Wer hatīs erfunden...
11.09. - 13.09.2009 Zum ersten Mal fand bei unseren Schweizer Feuerwehrkameraden aus Niederurnen im Kanton Glarus der "Glarner Feuerwehrmarsch" statt.
Natürlich ließen es sich neun Brandschützer aus Hanstedt und zwei Kameraden der Egestorfer Feuerwehr nicht nehmen und nahmen mit zwei Gruppen am ersten Marsch teil. Als Verstärkung waren drei "Groupies" - zwei Mitglieder der Altersabteilung und unser "aktiver Alterpräsident" Claus Timm - mit dabei.
Zwei weitere Hanstedter Feuerwehrleute waren von unseren Schweizer Kameraden in das Organisationskomitee einberufen worden und reisten bereits am Donnerstag an. Drei Kameraden, die nicht mitfliegen wollten, und unsere "Groupies" fuhren am Freitag die fast 900km lange Strecke mit drei eigenen PKW und nahmen die Einsatzanzüge der Kameraden mit, die am Freitagabend von Hamburg nach Zürich flogen.
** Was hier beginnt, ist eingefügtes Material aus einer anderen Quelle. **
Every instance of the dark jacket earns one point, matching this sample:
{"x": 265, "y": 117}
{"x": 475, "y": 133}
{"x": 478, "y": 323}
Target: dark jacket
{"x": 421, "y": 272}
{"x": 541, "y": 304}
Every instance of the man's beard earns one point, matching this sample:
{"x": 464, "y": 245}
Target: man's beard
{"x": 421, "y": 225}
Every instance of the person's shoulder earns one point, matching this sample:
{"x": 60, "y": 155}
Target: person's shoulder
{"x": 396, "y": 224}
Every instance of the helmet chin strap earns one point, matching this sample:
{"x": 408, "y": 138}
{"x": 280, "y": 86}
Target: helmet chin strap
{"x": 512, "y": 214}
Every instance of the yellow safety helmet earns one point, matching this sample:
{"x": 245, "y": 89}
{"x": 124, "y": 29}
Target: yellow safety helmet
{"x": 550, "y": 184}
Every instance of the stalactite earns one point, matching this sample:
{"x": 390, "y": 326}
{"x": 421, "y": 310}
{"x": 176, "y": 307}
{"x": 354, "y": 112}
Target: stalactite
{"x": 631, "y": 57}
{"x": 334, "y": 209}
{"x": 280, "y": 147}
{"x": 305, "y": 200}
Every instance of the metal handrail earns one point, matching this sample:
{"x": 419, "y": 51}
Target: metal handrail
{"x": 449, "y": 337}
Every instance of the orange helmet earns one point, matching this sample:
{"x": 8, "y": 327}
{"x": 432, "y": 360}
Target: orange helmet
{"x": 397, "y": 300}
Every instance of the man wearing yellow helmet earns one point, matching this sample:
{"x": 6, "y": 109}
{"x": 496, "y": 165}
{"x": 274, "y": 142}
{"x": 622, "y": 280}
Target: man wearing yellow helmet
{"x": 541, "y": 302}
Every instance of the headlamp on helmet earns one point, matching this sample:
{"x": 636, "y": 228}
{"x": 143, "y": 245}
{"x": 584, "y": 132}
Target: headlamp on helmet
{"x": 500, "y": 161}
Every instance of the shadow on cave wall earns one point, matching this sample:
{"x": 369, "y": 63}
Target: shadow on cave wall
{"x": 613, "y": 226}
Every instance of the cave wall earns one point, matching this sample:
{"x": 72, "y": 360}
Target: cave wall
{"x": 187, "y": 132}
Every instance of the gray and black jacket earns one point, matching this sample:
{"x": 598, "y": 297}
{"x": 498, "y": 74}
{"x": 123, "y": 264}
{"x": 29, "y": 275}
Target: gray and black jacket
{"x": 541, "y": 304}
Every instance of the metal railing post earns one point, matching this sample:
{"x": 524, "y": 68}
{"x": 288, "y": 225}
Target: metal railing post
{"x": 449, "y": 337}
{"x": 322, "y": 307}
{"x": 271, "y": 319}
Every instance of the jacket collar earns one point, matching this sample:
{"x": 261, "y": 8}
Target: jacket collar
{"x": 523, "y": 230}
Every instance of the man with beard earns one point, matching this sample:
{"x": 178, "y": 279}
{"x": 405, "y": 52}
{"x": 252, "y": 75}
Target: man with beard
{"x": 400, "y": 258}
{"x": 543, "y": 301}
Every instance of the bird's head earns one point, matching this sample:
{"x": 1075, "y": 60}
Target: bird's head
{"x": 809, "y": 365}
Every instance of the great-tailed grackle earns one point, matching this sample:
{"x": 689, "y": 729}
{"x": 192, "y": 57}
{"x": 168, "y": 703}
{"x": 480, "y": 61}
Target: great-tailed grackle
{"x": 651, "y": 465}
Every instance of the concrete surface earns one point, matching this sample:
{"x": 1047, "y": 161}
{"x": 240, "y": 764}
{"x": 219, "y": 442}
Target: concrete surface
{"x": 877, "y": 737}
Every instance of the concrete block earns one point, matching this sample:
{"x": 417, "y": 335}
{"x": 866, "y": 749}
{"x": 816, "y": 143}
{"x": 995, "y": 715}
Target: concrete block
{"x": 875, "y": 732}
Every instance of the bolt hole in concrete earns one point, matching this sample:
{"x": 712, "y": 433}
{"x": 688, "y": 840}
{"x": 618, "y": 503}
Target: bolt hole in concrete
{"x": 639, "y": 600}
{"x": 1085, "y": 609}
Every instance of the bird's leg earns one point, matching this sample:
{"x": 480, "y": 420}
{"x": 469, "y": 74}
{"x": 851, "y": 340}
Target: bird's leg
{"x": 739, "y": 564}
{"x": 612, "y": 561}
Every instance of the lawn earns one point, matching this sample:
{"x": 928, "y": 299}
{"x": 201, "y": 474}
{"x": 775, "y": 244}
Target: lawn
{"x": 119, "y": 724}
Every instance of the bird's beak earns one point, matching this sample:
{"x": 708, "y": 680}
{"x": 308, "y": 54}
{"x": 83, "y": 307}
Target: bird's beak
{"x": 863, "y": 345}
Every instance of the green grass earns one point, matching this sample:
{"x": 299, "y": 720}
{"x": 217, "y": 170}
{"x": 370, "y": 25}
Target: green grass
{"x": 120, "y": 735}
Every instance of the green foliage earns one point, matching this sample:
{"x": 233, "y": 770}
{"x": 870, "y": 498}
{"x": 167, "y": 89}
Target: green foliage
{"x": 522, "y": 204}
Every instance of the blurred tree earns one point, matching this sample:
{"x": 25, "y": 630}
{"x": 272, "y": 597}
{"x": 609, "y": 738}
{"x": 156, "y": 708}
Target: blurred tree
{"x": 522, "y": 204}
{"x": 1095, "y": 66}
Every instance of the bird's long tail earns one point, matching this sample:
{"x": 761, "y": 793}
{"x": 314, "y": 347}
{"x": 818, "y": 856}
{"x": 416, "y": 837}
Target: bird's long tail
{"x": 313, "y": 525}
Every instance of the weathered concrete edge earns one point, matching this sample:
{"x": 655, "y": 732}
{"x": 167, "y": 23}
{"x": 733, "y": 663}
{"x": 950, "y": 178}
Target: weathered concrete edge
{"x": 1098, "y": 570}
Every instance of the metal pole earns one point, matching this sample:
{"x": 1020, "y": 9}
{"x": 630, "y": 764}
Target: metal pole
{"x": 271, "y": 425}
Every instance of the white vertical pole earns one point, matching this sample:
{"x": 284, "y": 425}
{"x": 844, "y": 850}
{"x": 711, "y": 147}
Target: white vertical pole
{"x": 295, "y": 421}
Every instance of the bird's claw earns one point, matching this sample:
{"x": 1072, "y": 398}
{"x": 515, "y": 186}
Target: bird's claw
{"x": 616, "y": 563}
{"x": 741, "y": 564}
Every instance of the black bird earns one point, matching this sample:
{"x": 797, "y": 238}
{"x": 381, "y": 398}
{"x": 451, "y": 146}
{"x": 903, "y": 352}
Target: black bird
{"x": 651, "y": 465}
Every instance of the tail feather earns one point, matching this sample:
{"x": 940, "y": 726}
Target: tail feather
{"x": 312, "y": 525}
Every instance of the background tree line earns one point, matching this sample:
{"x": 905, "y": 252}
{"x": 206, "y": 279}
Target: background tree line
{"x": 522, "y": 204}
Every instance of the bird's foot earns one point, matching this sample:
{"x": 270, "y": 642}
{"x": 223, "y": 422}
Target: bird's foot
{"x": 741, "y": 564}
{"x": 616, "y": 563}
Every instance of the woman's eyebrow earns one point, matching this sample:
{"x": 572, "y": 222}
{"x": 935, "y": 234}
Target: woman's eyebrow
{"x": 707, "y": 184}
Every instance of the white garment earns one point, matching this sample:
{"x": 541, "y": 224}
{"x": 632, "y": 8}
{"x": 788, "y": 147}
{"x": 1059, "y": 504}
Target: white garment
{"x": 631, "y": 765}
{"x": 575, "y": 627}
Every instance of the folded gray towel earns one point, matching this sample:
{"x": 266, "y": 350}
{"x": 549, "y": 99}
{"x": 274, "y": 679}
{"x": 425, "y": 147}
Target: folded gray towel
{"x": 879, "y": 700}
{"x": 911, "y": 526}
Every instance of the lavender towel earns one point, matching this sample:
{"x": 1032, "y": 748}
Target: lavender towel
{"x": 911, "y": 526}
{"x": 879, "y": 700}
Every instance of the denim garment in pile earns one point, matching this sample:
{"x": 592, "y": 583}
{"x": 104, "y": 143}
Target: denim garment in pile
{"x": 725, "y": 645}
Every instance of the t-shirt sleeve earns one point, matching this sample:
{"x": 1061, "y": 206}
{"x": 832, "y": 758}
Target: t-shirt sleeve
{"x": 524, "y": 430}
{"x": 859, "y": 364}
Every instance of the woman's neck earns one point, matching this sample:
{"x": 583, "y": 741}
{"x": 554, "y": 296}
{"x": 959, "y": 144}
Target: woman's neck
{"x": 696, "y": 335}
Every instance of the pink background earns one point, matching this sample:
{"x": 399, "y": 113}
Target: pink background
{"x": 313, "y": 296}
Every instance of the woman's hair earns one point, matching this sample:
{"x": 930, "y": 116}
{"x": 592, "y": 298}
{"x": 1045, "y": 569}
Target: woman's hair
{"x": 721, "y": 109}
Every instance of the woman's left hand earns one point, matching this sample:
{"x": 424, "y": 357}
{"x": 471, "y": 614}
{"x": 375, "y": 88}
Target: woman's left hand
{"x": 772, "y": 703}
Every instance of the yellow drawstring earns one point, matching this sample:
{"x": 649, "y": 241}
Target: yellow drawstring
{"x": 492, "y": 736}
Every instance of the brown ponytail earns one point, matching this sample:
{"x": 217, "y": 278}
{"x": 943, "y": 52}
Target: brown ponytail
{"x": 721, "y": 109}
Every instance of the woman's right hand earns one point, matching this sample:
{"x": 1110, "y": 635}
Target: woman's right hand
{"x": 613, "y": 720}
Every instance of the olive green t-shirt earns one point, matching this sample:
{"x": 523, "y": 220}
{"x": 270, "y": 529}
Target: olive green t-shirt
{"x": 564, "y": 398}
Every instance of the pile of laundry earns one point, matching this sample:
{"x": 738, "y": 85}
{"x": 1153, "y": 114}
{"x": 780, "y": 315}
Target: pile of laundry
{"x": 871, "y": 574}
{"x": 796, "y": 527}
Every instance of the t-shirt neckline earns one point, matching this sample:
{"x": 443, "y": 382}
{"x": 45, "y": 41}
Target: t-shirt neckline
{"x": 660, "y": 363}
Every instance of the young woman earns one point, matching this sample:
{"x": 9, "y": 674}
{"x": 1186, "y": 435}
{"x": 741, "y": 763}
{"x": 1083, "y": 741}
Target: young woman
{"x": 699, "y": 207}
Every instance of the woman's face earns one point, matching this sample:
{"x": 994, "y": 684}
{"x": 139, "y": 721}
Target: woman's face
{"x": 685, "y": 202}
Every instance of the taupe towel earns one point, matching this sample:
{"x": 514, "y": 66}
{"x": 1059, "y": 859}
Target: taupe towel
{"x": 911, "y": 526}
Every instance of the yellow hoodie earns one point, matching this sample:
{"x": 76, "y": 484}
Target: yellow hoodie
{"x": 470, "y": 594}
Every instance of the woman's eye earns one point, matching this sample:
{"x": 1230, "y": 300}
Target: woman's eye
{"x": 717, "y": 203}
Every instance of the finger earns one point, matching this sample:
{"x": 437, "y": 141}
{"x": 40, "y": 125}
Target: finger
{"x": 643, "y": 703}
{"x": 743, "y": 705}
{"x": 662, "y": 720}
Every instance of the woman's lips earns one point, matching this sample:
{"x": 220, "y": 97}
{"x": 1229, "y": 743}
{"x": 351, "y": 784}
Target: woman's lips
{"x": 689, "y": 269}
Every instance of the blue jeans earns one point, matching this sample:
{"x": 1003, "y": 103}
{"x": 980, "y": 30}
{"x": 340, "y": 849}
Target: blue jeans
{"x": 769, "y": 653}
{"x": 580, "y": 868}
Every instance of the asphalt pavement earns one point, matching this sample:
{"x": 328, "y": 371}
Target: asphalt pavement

Ebenfalls aus der Norddeutschen Ebene angereist war eine Gruppe der Feuerwehr aus Salzhausen, eine aus Luhdorf und zwei Gruppen aus Hörpel. Nachdem alle auswärtigen Gruppen angekommen waren, wurden sie am Freitagabend vom Präsidenten des Schweizer Organisationskomitee Hanspeter (Hampi) Speich begrüßt und zu einer Willkommensparty eingeladen. Am Samstag starteten ab 10.00 Uhr insgesamt 18 Gruppen aus der Schweiz und aus Deutschland zu einem ca. 12km langen Fußmarsch rund um Nierder- und Oberurnen. Dabei waren auch etliche Höhenmeter zu überwinden, die den norddeutsche Gruppen zu schaffen machten. Unterwegs mussten an verschieden Posten theoretische und praktische Aufgaben aus dem Feuerwehrwesen gelöst werden, es gab Fragen zum Allgemeinwissen und am Ziel wurde mit viel Wasser in Spielen die Geschicklichkeit der Teilnehmer getestet. So mancher wurde dabei nass. Bei der Siegerehrung konnte eine Hanstedter Gruppe den Pokal für den zweiten Platz mitnehmen und ereichte damit den besten Platz aller Deutschen Gruppen. Dementsprechend feucht war dann auch die "Afterparty".
Während am Sonntag die aktiven Kameraden mit ihren Autos bereits nach Hause fuhren, nutzten die "fliegenden Kameraden" den freien Tag auf ihre Art. So entschied sich ein Feuerwehrmann am Flughafen dann doch lieber für eine Mitfahrt mit den Senioren am Montag.